The Vox Annual Sex Toy Party drew about 65 attendees Friday to view different toys and accessories and hear shopping advice about what to look for in adult toys. Megan Andelloux, director of the Sexuality Learning and Resource Centers in Providence, R.I., provided most of the information.
Voices for Choices, which is shortened to Vox, is BU’s student-run Planned Parenthood affiliate.
‘We’re talking about funny things,’ Andelloux told the crowd. ‘I expect embarrassment and giggling.’
Andelloux eased the tension by joking about a minor sex toy accident that happened on her way to BU.
‘The lube exploded,’ she said. ‘It was a little excited in the car ride.’
Andelloux covered a range of subjects from basic anatomy to urban myths to safety precautions used to avoid dangerous adult products. She also gave tips about how to best use the toys.
‘We all want to help each other feel good,’ she said.

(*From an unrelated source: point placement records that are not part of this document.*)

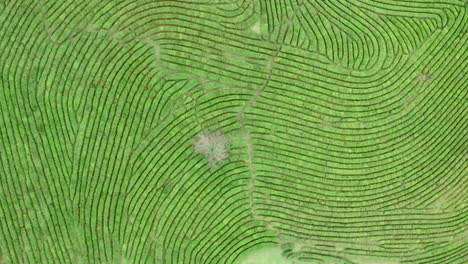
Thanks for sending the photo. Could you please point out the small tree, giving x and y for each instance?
(212, 145)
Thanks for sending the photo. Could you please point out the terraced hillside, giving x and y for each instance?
(233, 131)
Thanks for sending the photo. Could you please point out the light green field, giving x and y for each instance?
(234, 131)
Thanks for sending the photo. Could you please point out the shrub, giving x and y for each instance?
(212, 145)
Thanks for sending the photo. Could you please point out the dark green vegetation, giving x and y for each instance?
(347, 122)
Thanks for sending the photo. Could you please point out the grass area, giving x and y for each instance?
(240, 132)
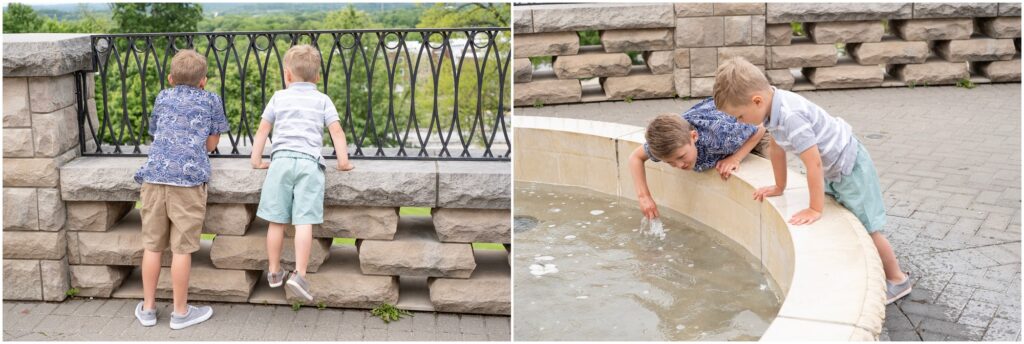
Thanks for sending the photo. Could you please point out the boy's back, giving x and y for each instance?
(182, 119)
(798, 124)
(299, 114)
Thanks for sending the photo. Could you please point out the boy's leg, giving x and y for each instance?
(275, 207)
(186, 209)
(180, 267)
(303, 242)
(306, 210)
(156, 231)
(151, 273)
(889, 261)
(274, 244)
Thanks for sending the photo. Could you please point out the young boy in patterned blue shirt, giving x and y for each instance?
(293, 190)
(185, 124)
(837, 163)
(701, 138)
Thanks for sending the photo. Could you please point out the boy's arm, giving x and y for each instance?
(726, 166)
(340, 145)
(647, 206)
(778, 169)
(258, 142)
(815, 185)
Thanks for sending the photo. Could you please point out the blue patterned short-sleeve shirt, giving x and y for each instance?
(719, 134)
(182, 119)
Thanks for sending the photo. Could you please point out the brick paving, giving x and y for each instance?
(113, 319)
(949, 163)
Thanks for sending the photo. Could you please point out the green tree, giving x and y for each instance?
(22, 18)
(154, 17)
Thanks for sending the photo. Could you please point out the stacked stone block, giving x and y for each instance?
(40, 121)
(71, 221)
(845, 45)
(393, 254)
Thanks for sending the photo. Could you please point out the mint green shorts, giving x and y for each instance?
(860, 191)
(293, 190)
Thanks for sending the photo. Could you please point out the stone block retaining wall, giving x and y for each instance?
(844, 45)
(72, 222)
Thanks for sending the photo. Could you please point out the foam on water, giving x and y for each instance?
(671, 280)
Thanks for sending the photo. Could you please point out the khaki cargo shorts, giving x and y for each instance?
(172, 216)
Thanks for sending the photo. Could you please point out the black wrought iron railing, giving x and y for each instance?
(421, 93)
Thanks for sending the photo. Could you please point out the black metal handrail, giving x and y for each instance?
(409, 93)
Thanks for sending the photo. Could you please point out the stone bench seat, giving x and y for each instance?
(374, 182)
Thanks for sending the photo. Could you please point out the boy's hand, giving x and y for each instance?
(806, 216)
(762, 192)
(726, 166)
(259, 164)
(345, 165)
(648, 207)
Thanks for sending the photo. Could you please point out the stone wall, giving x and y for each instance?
(40, 134)
(72, 221)
(844, 45)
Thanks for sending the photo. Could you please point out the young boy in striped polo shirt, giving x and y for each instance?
(293, 190)
(837, 163)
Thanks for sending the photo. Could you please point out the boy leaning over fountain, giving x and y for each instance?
(701, 138)
(836, 161)
(185, 124)
(293, 190)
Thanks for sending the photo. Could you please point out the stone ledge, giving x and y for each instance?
(556, 17)
(340, 284)
(45, 54)
(474, 184)
(206, 283)
(472, 225)
(416, 252)
(486, 292)
(802, 260)
(785, 12)
(374, 182)
(249, 252)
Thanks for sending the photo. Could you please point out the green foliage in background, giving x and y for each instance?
(364, 101)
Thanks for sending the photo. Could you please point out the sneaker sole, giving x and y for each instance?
(144, 321)
(899, 296)
(298, 290)
(193, 321)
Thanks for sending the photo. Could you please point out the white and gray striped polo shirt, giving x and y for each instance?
(299, 114)
(797, 124)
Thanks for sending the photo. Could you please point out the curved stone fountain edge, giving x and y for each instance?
(829, 272)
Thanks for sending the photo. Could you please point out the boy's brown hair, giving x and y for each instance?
(666, 133)
(304, 62)
(735, 80)
(187, 68)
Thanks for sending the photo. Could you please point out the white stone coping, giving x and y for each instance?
(829, 272)
(45, 54)
(484, 184)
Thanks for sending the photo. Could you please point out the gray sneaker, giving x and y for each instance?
(193, 315)
(145, 317)
(299, 286)
(897, 291)
(275, 278)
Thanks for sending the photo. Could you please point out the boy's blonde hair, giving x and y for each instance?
(303, 60)
(667, 133)
(187, 68)
(735, 80)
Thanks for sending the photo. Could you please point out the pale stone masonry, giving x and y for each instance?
(40, 129)
(71, 221)
(901, 39)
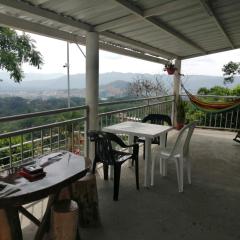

Andelloux passed the sex toys around and spoke about different types of lubricant and vibrators. Water resistance, vibration settings, size, color, feel and multi-stimulation are some basic features Andelloux said people should look for when purchasing a sex toy.
‘Price doesn’t dictate how long it will last or how good it is,’ she said. ‘It’s all about finding what works best for you.’
Vox President Emily Partridge said the Sex Toy Party offered students information so they can be comfortable with their decisions and feel confident about their own sexualities.
‘Safe sex is fun sex,’ Partridge, a College of Arts and Sciences junior, said. ‘Sexuality shouldn’t be defined by other people.’
Good Vibrations, a Boston-area sex toy store, sponsored the party, but no sex toys were sold.
‘We want people to walk away and have learned something,’ Women’s Center co-director Liz Metzger, a Sargent College of Health and Rehabilitation Sciences senior, said. The two-months-old Women’s Center hosted the annual Vox event, which focused on safe sex last year, for the first time in its new facility in the George Sherman Union basement.
Attendees said that though they found the event’s subject matter uncomfortable at times, the atmosphere was relaxed.
‘It was a really good environment,’ CAS junior Liz Peyton said. ‘It was funny, interesting, and really informative and never awkward. It didn’t discriminate.’
CAS junior Xu Xu said she ‘loved’ the party because it addressed something ‘you don’t really hear talked about.’
Organizers said though the Sex Toy Party is held annually, the party changes from year to year, depending on the sponsor and the host. Although Andelloux hosted last year, this party was slightly different. College of General Studies sophomore Eileen O’Hara said last year’s party was more about safe sex.
SAR senior Monique Dawes said she enjoyed the party for its hands-on approach.
‘I really liked it, and actually seeing the toys,’ she said.